Surgery vs. Stereotatic Radiation vs. Radiofrequency Ablation - 1248725

mk619
Posts:8

You can see from my signature that my sister-in-law has done remarkably well over nearly four years. I’ve posted here from time-to-time to give updates on her status and ask questions about her treatment. I’ve really appreciated the help. She was at Sloan today to get her latest scan results and treatment. The doctor told her and my brother she is considering stopping treatment but wants to do something about the remaining lesion first. She doesn’t feel comfortable leaving it alone. The doctor’s preference is to have it surgically removed so it can be biopsied, but other options include radiofrequency ablation or stereotactic radiation. I believe the lesion is in a fairly easy location to reach so that’s not an issue in the decision.

My sister-in-law doesn’t really want surgery because even if there is no active cancer in that lesion there’s no guarantee it isn’t somewhere else. So she’s leaning toward the radiofrequency ablation or stereotactic radiation because she thinks they would be less invasive with fewer possible complications. Does that make sense? What kind of questions should she ask about the two methods? Are there reasons to do one over the other?

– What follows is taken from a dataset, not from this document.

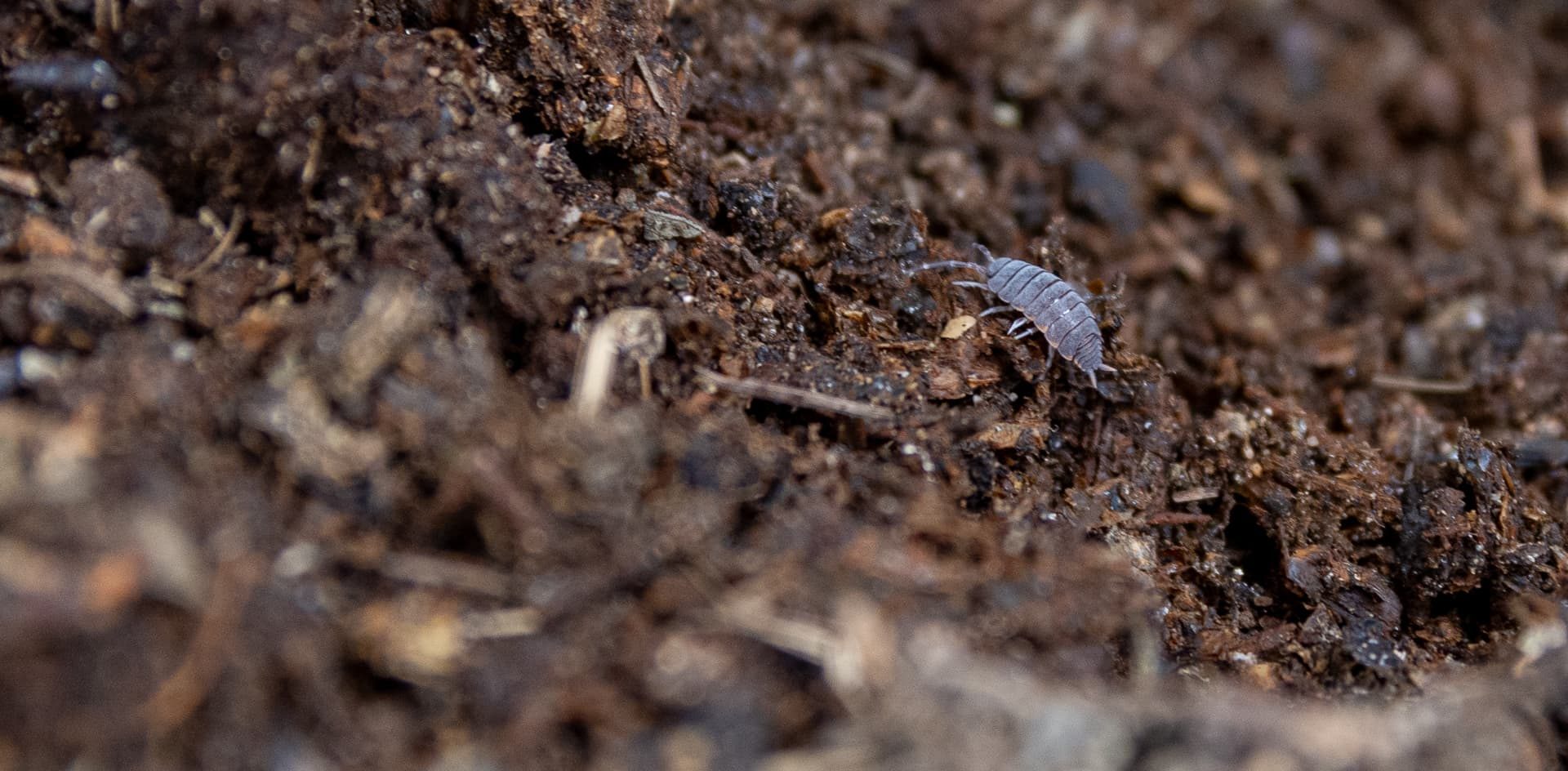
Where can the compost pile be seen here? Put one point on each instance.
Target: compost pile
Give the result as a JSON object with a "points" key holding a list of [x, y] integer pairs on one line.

By the way, her doctor said she spoke to the head of oncology at Sloan and another oncologist about the case and both advised continuing current treatment. So there obviously isn’t a clear answer in cases like hers.

Thanks for any guidance.

Forums

catdander
Posts:

It's so good that your sister in law is having this problem. It sounds like you all have done your homework and asking all the right questions. I just don't know if there are any right answers.
But i will certainly reach out to doctor for input. I hope to be in the same position with my husband in a few weeks but for now it's just escalating scanxiety.

Janine
forum moderator

Dr West
Posts: 4735

I think the main question is whether, if there's no compelling evidence that there is active cancer (namely that it is new or growing over repeat scans, PET avid, or biopsy proven), it needs to be treated at all. I am not a great fan of RFA, which can have some risks of inflammation and lung collapse, with at least as good if not better results from stereotactic body radiation therapy, but if none of these interventions is risk-free, why do them if it isn't actually known or at least extremely suspicious that the lesion represents active cancer? What if the intervention causes signifcant complications, even if unlikely, for something that wasn't cancer after all?

-Dr. West

mk619
Posts: 8

Forgot to ask one thing. If she stops treatment and has progression can she go back on Alimta/Avastin? My brother thought he read somewhere that she would have to have a certain period of time of no progression before she would be allowed back on them. Is that true? If so, what's the time period?

This may not doesn't matter but she's been on Alimta/Avastin since 1/09.

Dr West
Posts: 4735

No, there's no rules for that, except that we really prefer to have patients not start Avastin (bevacizumab) again until a patient has recovered from the acute effects of radiation or especially surgery -- usually a matter of weeks (6-8 at the outside), since Avastin can interfere with wound healing. The delay depends on the magnitude/invasiveness of the intervention being done.